About six months into this blossoming relationship between Wilbur and Penelope, I ventured out to her with this: “Your passel of dogs, reminds me of that character in Steinbeck's 'Tortilla Flat,' the one with all the dogs, all of them mutts, I think it was the Pirate.”
She nodded. “I have to read that again,” she said.
And we've left it there, for it seems to me that often is the case that those of us who have invested in dogs, and perhaps do not have kids, and especially those who accumulate several dogs--like the splendid couple who adopt unwanted huskies with wolf in them, and nurture them in a manner that tames them into shy softies--are more dog people than people persons, though I am the exception.
Fact is, what makes dog beach so unique and heart warming is that we all, over time, achieve such concern for each others dogs that we ultimately trust and grow concerned for each other, hoping our dogs will stay healthy and live for ever, and grieve when we lose a dog, and cheer when a new one takes its place.

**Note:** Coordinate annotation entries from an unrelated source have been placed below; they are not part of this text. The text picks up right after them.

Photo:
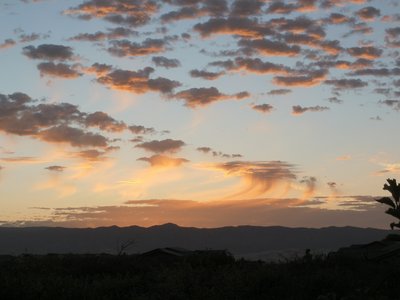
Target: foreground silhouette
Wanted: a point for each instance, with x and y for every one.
(203, 275)
(394, 202)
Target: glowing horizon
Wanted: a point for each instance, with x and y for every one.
(227, 112)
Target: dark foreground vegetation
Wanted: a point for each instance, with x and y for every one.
(197, 276)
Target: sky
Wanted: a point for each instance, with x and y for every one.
(202, 113)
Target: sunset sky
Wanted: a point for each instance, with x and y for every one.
(198, 112)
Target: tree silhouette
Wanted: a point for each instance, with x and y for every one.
(394, 210)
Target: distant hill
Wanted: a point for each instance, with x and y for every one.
(245, 241)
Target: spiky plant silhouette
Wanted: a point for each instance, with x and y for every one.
(394, 210)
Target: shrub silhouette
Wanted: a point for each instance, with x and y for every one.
(394, 210)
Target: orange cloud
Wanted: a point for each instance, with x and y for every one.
(259, 177)
(163, 161)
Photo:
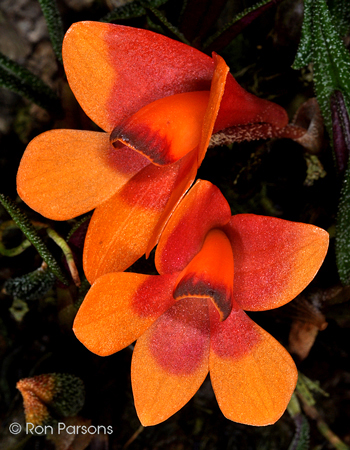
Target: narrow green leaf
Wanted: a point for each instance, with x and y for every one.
(27, 77)
(54, 25)
(168, 25)
(132, 10)
(342, 241)
(340, 10)
(229, 31)
(31, 234)
(304, 53)
(33, 93)
(321, 44)
(302, 433)
(32, 286)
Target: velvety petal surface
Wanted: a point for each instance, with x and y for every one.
(217, 89)
(170, 361)
(119, 307)
(115, 70)
(275, 259)
(252, 375)
(120, 229)
(187, 171)
(165, 130)
(239, 107)
(65, 173)
(203, 208)
(210, 274)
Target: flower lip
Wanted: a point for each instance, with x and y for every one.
(154, 130)
(210, 274)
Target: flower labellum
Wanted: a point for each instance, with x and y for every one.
(158, 102)
(189, 320)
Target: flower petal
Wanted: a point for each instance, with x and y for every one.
(203, 208)
(239, 107)
(217, 89)
(187, 171)
(120, 229)
(210, 274)
(65, 173)
(165, 130)
(119, 307)
(253, 376)
(170, 361)
(274, 259)
(115, 70)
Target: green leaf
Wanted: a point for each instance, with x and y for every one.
(27, 77)
(132, 10)
(35, 92)
(168, 25)
(342, 241)
(302, 433)
(31, 286)
(54, 25)
(340, 10)
(321, 44)
(31, 234)
(229, 31)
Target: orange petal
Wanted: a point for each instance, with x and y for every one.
(274, 259)
(210, 274)
(253, 376)
(239, 107)
(65, 173)
(115, 70)
(187, 171)
(203, 208)
(119, 307)
(216, 93)
(121, 228)
(170, 361)
(165, 130)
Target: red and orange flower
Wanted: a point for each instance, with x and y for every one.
(190, 319)
(158, 102)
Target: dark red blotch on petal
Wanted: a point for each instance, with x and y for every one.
(152, 296)
(235, 337)
(180, 337)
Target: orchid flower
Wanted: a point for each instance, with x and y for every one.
(158, 101)
(190, 319)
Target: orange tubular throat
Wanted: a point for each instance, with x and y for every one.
(210, 274)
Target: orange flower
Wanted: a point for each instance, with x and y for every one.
(189, 320)
(158, 102)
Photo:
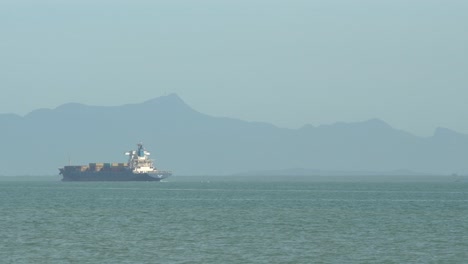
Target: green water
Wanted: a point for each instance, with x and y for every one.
(227, 220)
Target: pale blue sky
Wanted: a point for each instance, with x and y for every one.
(285, 62)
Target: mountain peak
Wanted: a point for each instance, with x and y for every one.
(172, 98)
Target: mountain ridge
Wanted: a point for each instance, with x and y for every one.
(194, 143)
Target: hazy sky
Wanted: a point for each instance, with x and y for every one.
(285, 62)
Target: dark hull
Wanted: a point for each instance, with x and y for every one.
(111, 176)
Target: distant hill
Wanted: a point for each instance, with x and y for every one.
(191, 143)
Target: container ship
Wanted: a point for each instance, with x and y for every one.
(138, 168)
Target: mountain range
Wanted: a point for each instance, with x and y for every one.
(192, 143)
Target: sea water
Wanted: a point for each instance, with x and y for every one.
(235, 220)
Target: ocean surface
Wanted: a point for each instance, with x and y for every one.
(235, 220)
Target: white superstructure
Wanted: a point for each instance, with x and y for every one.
(139, 161)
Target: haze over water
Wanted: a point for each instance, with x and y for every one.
(235, 220)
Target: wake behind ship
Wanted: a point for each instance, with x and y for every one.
(138, 168)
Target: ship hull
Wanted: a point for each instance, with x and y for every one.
(125, 175)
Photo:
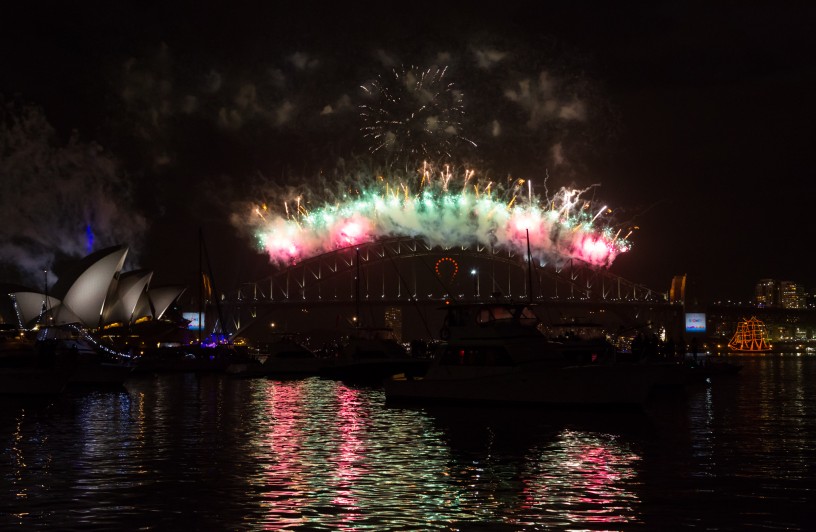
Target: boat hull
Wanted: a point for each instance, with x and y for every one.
(572, 385)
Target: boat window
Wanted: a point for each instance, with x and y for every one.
(475, 356)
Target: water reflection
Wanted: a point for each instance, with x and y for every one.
(213, 452)
(581, 478)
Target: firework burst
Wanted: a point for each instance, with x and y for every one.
(413, 115)
(444, 208)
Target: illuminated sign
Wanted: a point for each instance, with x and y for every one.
(695, 322)
(193, 318)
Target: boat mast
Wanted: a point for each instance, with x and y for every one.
(200, 283)
(357, 289)
(529, 269)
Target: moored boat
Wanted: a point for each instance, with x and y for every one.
(285, 357)
(29, 369)
(369, 355)
(495, 353)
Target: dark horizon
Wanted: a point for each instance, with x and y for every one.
(149, 123)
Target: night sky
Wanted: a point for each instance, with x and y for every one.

Kay's Millie, a low-key black Lab of ten who moves very slowly and always says hello, was due for major stomach surgery. We discussed it. I told her I'd hate to see Millie go through extensive surgery that would incapacitate her for a long while, would hate to see her suffer. Kay said she planned to go through with it. I wished her well, and good luck.
That whole weekend I wondered how Millie was doing, hoping for the best, realizing I might not see Kay or Millie for a while, and perhaps not Millie ever again.
But I was surprised when I ran into them a couple days later.
“I canceled the surgery,” Kay said. “And thank you for helping me make a decision. I really appreciate your input. Millie's full of life and having a good time, so we're going to ride it out as long as we can.”
“She's a happy girl,” I said.
“Yes she is.”
I've lived on one beach or another since 1970. I love the beach. But nobody loves a beach, and especially a dog beach, more than a dog.